Generation and use of sparse navigation graphs for microscopic pedestrian simulation models

For the spatial design of buildings as well as for the layout of large event areas, the crowd behaviour of the future users plays a significant role. The designing engineer has to make sure that potentially critical situations, such as high densities in pedestrian crowds, are avoided in order to guarantee the integrity, safety and comfort of the users. To this end, computational pedestrian dynamics simulations have been developed and are increasingly used in practice. However, most of the available simulation systems rely on rather simple pedestrian navigation models, which reflect human behaviour only in a limited manner. This paper contributes to enhancing pedestrian simulation models by extending a microscopic model by a navigation graph layer serving as a basis for different routing algorithms. The paper presents an advanced method for the automated generation of a spatially embedded graph which is on the one hand as sparse as possible and on the other hand detailed enough to be able to serve as a navigation basis.
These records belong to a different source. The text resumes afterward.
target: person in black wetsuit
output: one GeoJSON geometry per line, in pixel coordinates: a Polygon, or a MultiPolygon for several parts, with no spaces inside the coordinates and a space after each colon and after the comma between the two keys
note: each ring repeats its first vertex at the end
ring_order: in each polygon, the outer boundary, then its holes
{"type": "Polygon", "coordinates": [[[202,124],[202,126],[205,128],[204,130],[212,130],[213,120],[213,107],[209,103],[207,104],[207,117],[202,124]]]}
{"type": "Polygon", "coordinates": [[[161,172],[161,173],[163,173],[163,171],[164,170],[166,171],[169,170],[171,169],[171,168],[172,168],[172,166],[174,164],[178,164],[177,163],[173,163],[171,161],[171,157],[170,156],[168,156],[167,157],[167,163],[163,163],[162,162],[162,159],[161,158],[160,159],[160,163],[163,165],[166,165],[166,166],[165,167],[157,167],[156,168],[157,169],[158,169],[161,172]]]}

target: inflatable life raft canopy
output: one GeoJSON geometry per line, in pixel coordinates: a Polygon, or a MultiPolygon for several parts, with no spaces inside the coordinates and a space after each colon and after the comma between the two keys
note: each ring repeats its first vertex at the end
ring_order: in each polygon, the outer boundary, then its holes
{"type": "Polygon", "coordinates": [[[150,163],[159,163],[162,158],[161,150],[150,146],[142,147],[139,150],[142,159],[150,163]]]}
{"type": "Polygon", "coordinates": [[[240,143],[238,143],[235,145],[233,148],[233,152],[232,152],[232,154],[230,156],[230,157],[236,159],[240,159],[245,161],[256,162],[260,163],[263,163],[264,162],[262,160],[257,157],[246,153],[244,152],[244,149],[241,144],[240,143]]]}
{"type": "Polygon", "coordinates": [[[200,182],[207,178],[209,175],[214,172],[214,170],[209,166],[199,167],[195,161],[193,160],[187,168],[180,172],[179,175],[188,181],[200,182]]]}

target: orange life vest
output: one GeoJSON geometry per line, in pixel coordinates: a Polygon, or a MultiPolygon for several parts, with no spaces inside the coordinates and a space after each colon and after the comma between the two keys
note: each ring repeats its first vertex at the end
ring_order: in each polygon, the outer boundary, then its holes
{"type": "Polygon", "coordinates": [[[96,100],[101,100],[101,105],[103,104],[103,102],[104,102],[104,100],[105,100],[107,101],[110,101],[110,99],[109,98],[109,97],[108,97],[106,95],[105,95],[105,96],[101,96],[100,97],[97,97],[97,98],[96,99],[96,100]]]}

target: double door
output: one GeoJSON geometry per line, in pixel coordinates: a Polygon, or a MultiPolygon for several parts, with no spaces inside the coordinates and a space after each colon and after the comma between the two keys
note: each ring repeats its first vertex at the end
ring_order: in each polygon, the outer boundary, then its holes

Three different pedestrian types were modelled: pedestrians with good local knowledge, pedestrians with partly local knowledge and those without any local knowledge. The corresponding algorithms are discussed in detail. To illustrate how this approach improves on simulation results, an example scenario is presented to demonstrate the difference between results with and without using a graph as constructed here. Another example shows the application of the extended simulation in a real-world engineering context. The article concludes with an outlook of further potential application areas for such navigation graphs.